1. Navigate to the RAM console  
   - Element: **RAM** (link) — left navigation panel  
   - Notes: Ensure you are logged into the Alibaba Cloud console with sufficient permissions.

2. Click on **Roles** in the left navigation panel  
   - Element: **Roles** (link) — left navigation panel  
   - Notes: This opens the Roles management page.

3. Click the **Create Role** button  
   - Element: **Create Role** (button) — top-right corner  
   - Notes: A new role creation wizard appears.

4. Select the trusted entity type as **Aliyun Service** and choose the service that will assume the role  
   - Element: **Trusted Entity Type** (dropdown) — main content area  
   - Notes: For ECS instances, select "Aliyun Service". Common services include ECS, Function Compute, and OSS.

5. Assign permissions policies to the role  
   - Element: **Add Permissions** (button) — main content area  
   - Notes: Policies can be managed via the policy library or custom JSON. After adding policies, review and confirm the role configuration before finalizing creation.

| Parameter | Type | Required | Options/Values | Description |
|-----------|------|----------|----------------|-------------|
| Role Name | text_input | Yes | — | Unique name for the RAM role. Must be globally unique across the account. |
| Description | text_input | No | — | Optional description to help identify the purpose of the role. |
| Trusted Entity Type | dropdown | Yes | Aliyun Service, User, Federated User | Specifies who can assume this role. For ECS, select 'Aliyun Service'. |
| Service | dropdown | Yes | ECS, Function Compute, OSS, RDS | The service that will assume this role. Must match the trusted entity selected above. |

## FAQ

Q: Where do I find the RAM console in the Alibaba Cloud dashboard?  
A: In the Alibaba Cloud console, look for **RAM** in the left navigation panel under the "Security" or "Identities" section. You can also go directly to https://ram.console.aliyun.com.

Q: Can I modify the trusted entity of a RAM role after it's created?  
A: No. The trusted entity (e.g., "Aliyun Service") and associated service (e.g., "ECS") cannot be changed after role creation. You must create a new role if these need to be updated.
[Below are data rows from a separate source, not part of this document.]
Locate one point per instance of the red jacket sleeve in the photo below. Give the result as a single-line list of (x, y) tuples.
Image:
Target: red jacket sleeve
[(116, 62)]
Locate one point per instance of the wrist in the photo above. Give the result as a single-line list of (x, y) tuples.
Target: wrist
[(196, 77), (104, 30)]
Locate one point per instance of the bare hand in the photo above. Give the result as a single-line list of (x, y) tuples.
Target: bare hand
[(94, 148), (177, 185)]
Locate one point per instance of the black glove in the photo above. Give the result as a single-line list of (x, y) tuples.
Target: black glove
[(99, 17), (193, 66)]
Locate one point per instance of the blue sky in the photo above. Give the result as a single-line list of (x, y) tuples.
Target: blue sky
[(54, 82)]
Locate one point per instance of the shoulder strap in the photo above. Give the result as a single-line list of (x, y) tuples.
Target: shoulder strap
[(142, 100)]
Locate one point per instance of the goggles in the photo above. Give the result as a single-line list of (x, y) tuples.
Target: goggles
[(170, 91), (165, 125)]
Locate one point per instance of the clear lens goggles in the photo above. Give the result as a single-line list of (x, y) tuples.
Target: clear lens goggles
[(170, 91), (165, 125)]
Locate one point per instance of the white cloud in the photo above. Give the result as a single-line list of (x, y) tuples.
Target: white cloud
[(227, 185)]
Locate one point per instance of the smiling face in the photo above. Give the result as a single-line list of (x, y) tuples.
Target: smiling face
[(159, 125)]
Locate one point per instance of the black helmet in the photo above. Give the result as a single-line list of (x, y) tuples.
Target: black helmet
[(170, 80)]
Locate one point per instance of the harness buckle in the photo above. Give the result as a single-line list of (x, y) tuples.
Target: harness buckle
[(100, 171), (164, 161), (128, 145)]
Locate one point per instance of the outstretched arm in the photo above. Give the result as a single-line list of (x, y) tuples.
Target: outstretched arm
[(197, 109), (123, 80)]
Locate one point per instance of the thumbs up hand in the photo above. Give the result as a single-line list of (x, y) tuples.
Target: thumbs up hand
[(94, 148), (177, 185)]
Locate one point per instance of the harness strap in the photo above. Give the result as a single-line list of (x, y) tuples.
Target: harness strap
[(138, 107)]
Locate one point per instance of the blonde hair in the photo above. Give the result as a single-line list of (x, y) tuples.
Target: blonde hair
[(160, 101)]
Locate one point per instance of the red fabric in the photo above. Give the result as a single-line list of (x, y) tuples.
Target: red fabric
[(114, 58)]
Q: What permissions does a user need to manage RAM roles?  
A: The user must have RAM administrator privileges, typically granted via the `AdministratorAccess` policy or a custom policy that includes `ram:CreateRole`, `ram:AttachPolicyToRole`, and related actions.
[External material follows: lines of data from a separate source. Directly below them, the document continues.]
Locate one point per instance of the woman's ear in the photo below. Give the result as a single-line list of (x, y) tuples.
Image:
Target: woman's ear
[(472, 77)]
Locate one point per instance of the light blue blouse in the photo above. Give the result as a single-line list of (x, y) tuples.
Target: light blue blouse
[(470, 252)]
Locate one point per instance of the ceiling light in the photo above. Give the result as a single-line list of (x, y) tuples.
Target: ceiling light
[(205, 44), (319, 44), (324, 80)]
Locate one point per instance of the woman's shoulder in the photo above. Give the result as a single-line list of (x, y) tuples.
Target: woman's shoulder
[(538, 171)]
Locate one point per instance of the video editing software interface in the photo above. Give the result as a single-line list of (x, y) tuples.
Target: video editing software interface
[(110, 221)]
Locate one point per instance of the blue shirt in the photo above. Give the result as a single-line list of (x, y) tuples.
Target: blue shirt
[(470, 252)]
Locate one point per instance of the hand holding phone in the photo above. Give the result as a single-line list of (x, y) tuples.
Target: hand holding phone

Q: Is there a limit to how many RAM roles I can create?  
A: Yes. Each Alibaba Cloud account can create up to 1000 RAM roles.

Q: Do I need to restart my ECS instance after assigning a RAM role?  
A: No. Once a RAM role is attached to an ECS instance (via instance metadata configuration), applications running on the instance can immediately retrieve temporary credentials without restarting.

## Pricing & Billing

### Billing Model  
All RAM role management operations are free of charge.

### Free Tier  
All RAM role management operations are free of charge.

### Billing Notes  
No additional charges apply for creating, modifying, or deleting RAM roles.